Purist theory often doesn't match reality. I have a story that illustrates that.
Way back when I was a C programmer we hired a well meaning QA head. One of her tasks was to bring in some code analysis tools. The engineering staff was tasked with evaluating them. We immediately set out on a realism test: Take a few pieces of heavily used common code that had few bugs in their source code revision tree and throw those at the tool. Then take some of our worst code -- mostly code we had outsourced -- that had pages and pages of revision history related to bug fixes and throw that at it. The bad code won. When we probed into why, a few things became obvious:
- The code analyzer liked run-on initialization code in the bad source that set things to hard coded values.

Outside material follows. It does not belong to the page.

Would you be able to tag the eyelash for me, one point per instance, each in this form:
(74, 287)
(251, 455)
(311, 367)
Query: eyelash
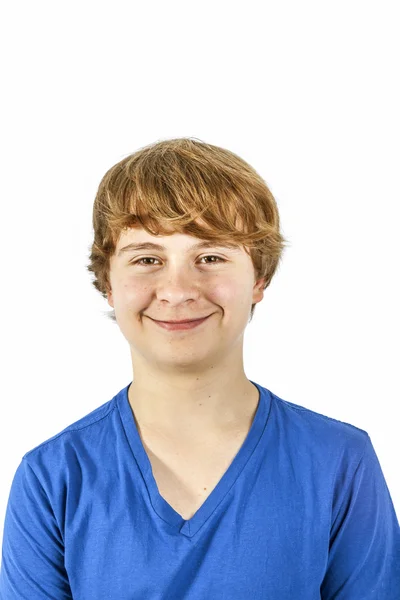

It liked that code because there were few branches (no conditionals).
- It disliked the complexity of our common code. Most of that code was complex because we were hiding complex problems from the rest of the code. So there were a lot of branches, etc. to handle the complexity and present it to the rest of the code in a simpler manner. That code was factored much better than the bad code (smaller well defined functions, etc.) but the analyzer, when looking at it as a whole, seemed to disregard that.
- It disliked some of the code constructs we found resulted in fewer bugs, such as not necessarily having only one exit point if that made the code hard to maintain.
The QA head was not pleased, which we found even more amusing. She started to insinuate that we were wrong since the analyzer used "standard metrics" that "don't lie." Our argument was that history is even less of a liar. She quit not long afterward. Score one for engineering. 8-)
This was over 10 years ago so I'm guessing a lot of those tools may be better now. But I think it's still true that a lot of theory doesn't match reality. The best guage of whether a given style is good is to look back historically at different coding practices and styles and see how they hold up in the real world.